Reinas Pérou, Espagne, Suisse 2024 – 105min.
Critique du film
Chronique familiale entre père et mère
La réalisatrice helvético-péruvienne Klaudia Reynicke signe avec «Reinas» une touchante chronique familiale au cœur d’un Pérou essoufflé.
En 1992, le Pérou est en pleine récession et l'organisation insurrectionnelle du Sentier lumineux fait des ravages dans le pays. Dans ce contexte politique instable, Elena (Jimena Lindo) décide de prendre le large avec ses deux jeunes filles. Direction Minneapolis, elle vient d’y décrocher un nouvel emploi. Or, pour quitter le pays, elle doit obtenir la signature de son ex-conjoint (Gonzalo Molina). Le départ est prévu dans trois semaines, et celui qui n’était plus qu’un étranger, refait surface et semble vouloir renouer avec ses filles.

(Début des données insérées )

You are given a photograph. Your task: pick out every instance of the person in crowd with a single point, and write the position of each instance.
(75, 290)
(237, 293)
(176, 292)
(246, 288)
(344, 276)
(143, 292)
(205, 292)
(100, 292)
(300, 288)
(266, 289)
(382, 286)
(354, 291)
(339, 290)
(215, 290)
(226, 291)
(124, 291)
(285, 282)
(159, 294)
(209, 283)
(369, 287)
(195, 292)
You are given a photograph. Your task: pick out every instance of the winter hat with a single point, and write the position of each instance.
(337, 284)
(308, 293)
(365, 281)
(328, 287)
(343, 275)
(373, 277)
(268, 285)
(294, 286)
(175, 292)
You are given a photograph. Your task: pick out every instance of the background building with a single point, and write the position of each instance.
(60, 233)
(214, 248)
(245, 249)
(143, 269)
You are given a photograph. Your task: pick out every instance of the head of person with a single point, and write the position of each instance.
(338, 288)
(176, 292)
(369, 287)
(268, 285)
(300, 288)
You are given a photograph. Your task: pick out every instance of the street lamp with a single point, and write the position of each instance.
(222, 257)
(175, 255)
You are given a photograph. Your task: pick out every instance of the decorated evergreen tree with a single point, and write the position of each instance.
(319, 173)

Au bord de l’implosion, les étoiles brilleraient de mille feux avant de s’éteindre pour l’éternité. Le nouveau film de la réalisatrice Klaudia Reynicke («Love Me Tender», remarqué à Locarno en 2019) est taillé dans ce même phénomène stellaire. La famille, qui n’était plus, le redevient, doucement, péniblement, et étincelle le temps d’un bref instant. Il les appelle «mes reines» («reinas» en espagnole), un surnom pour le moins curieux alors que le personnage de Gonzalo Molina n’avait plus donné signe de vie. À sa réapparition, la grand-mère (l’excellente actrice espagnole Susi Sánchez et fidèle de Pedro Almodóvar) parle de miracle.

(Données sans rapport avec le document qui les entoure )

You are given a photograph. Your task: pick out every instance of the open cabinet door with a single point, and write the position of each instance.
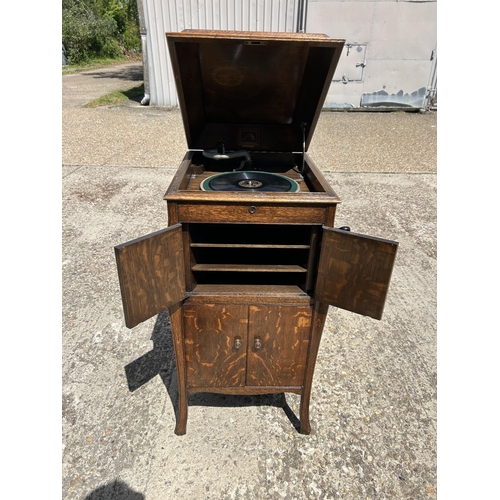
(354, 271)
(151, 274)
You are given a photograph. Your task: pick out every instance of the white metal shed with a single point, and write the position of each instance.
(389, 60)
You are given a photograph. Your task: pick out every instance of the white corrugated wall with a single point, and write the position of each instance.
(161, 16)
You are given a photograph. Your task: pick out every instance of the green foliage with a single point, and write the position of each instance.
(99, 28)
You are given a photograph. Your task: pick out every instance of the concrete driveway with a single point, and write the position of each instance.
(373, 402)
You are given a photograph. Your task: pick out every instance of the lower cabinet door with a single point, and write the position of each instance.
(215, 339)
(278, 339)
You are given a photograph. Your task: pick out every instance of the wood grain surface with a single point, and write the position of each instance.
(355, 271)
(151, 274)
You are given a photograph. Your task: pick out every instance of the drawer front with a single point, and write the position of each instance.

À l'entendre, il est acteur, agent secret, entrepreneur dans la sécurité et parle Quechua. Les paroles fusent et les mensonges peut-être un peu aussi. Bientôt, le pedigree est trahi par une plaque “taxi” planquée dans la boîte à gants de sa vieille Lada rouge. Mais qu’importe, les deux jeunes filles retrouvent un peu leur père. Difficile alors de s’en séparer à nouveau. Sous la houlette de la touchante Jimena Lindo, qui coordonne les visites, il les emmène en promenade, à la plage. Au gré de leurs déambulations, la caméra de Diego Romero accompagne un regard méticuleux sur les paysages et ce que fut le climat tendu des années sous la présidence d’Alberto Fujimori.
Sur fond d’autoritarisme cuisant et la signature en ligne de mire, Klaudia Reynicke compose une œuvre d’une profonde tendresse, tournée presque exclusivement à hauteur des deux jeunes filles. Un contexte qui force les enfants à grandir trop vite, et les parents à perdre pied. Remarqué à Sundance, ou «Reinas» célébrait en grande pompe sa première mondiale, la Berlinale ne s’y est pas trompé. Dans «Reinas», le vertige indicible des départs devient tangible, et l’œuvre de Klaudia Reynicke n’en est que plus émouvante.